Other writers tell it thus
Burns was mere ploughboy who wrote verse
But that is sure simplification
For one whose works stirred many nations.
For where pray tell are Shakespeare teas?
The Milton moments if you please?
What other poet's such a winner
He's celebrated with a dinner?
When I was just a wee young lass and living back in Fife
I had so little sense of what Burns meant to some in life
His name was often heard at school, his verses often quoted
But being wee they passed me by and were just barely noted.
It wasn’t till I heard the Mouse that my heart opened wide
And then I knew I’d heard a man whose words could make me cry.
“Wee sleekit cowering timourous beastie..

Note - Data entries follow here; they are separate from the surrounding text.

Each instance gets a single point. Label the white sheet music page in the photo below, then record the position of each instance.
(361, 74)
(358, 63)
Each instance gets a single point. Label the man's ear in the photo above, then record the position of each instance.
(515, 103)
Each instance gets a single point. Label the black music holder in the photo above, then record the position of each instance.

O what a panic’s in thy breastie
Thou needna start awa sae hasty wi’ bickering brattle
I wad be laith to rin and chase thee
Wi’ murderin’ pattle...
Thy wee-bit housie too in ruin!
It’s silly wa’s the win’s a strewin!
An’ naething, now, to big a new ane, O’ foggage green
An’ bleak December’s win’s ensuing baith snell and keen..
But mousie thou art no thy lane
In proving foresight may be vain
The best laid schemes o’ mice an’ men gang aft agley
An’ lea’e us nought but grief an’ pain for promised joy.”
But I will try your patience, rambling on the whole night through
It is just that Burns inspired me to inscribe a line or two
So I’ll close with this fond message to the sailors gathered here
May God bless you and your friendships and may Burns live one more year!